An LLM’s operational costs increase with its size and complexity. To find out technical details like the number of parameters in Google’s more recent models, you’ll need to go back to the 1.5 branch. Gemini 2.5 is “comparable” in size to 2.0, Doshi clarified, meaning it is not significantly bigger than Google’s previous version.
The chain of thought is one important area where Gemini 2.5 excels. It’s the first model made available to the public by Google that supports Dynamic Thinking, a feature that lets the model adjust how much logic goes into an output. However, this is only the first step.

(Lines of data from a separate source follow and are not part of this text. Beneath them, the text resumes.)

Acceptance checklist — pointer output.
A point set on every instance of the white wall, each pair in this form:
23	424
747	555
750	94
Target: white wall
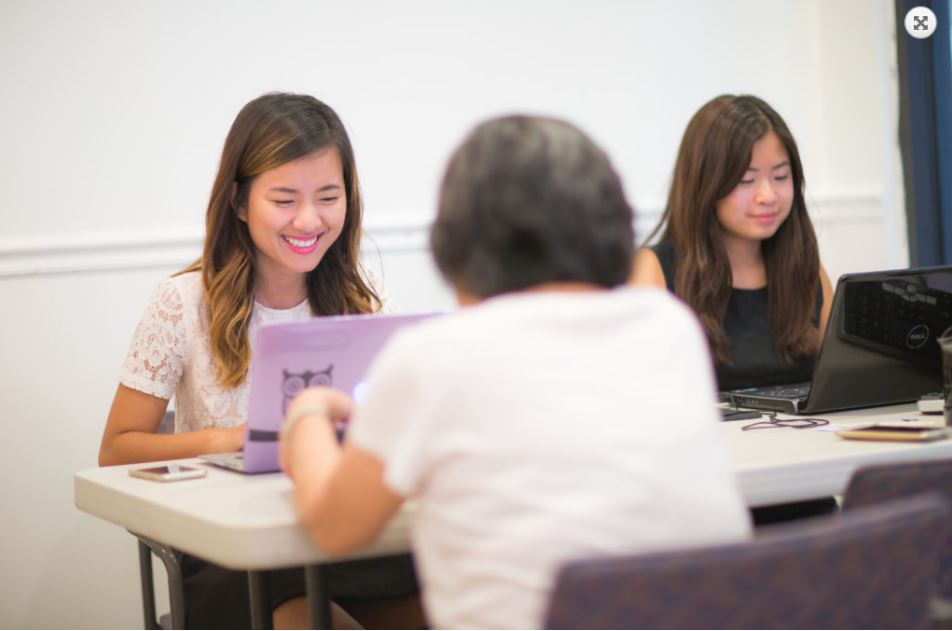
113	113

Doshi stated that she believes the 2.5 Pro model they now ship still overthinks for basic cues in a way that they hope to keep improving. Dynamic Thinking is a major area they are investing in in order to get to our [general availability] version of 2.5 Pro, which thinks even less for basic requests.

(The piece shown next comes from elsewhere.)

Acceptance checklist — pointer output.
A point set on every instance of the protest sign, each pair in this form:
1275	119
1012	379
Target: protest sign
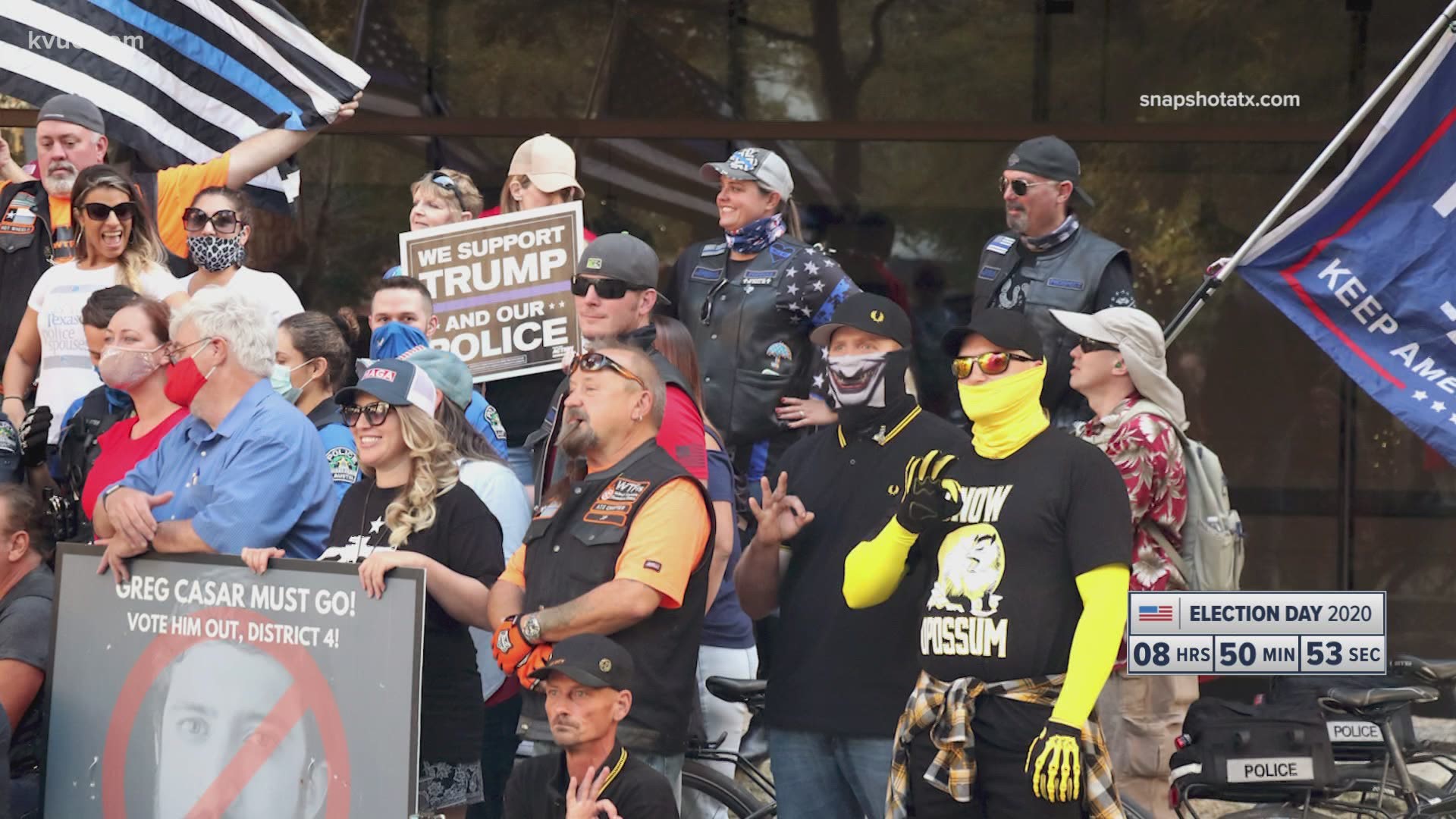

Although Google doesn’t disclose its new AI endeavors, we can presume that there isn’t any potential for profit. So far, no one has been able to make these massive LLMs a sustainable business. Despite consumers purchasing its $200 Pro plan, OpenAI, the company with the most users on ChatGPT, nevertheless loses money. Utilizing this highly costly hardware will be essential since Google plans to invest $75 billion in AI infrastructure by 2025. It might be quite beneficial to create models that avoid wasting cycles on overthinking “Hi, how are you?” questions.
Missing technical details
However, the 2.5 Pro release has provided more information than ever before about Google’s future aspirations, even though the firm keeps Gemini under wraps. But we’ll need to view the technical report in order to fully comprehend this model. This type of document was last published by Google for Gemini 1.5. We have yet to see the 2.0 version, and because 2.5 has replaced 2.0, we might never see that document.

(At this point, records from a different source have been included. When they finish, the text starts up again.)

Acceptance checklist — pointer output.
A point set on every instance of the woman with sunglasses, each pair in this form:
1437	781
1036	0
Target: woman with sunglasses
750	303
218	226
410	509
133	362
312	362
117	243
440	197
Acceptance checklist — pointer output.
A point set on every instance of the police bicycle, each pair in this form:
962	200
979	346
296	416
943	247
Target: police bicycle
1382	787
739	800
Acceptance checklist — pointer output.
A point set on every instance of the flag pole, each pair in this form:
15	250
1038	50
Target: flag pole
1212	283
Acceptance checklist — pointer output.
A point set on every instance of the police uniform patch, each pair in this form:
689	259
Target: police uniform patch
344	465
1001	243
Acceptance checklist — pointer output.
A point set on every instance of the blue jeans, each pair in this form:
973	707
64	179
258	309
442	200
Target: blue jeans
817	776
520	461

2.5 Pro is still an experimental model, according to Doshi. Therefore, don’t anticipate receiving comprehensive evaluation results immediately. A Google representative explained that there is no set timeframe for the entire technical review report on the 2.5 branch, but it is planned. Updated model cards for Gemini 2.0, let alone 2.5, have not even been made available by Google. Brief one-page summary of a model’s training, intended usage, evaluation results, and other information are included in these documents. In essence, they are LLM nutrition labels. Though far less thorough than a technical report, it’s still preferable to nothing. Model cards for the Gemini 2.0 and 2.5 are on the way, according to Google.
Considering how quickly releases have been happening lately, Gemini 2.5 Pro might be making its way out more broadly in May around Google I/O. We sincerely hope Google would provide additional information when the 2.5 branch opens. While Gemini development is gaining momentum, transparency shouldn’t be neglected.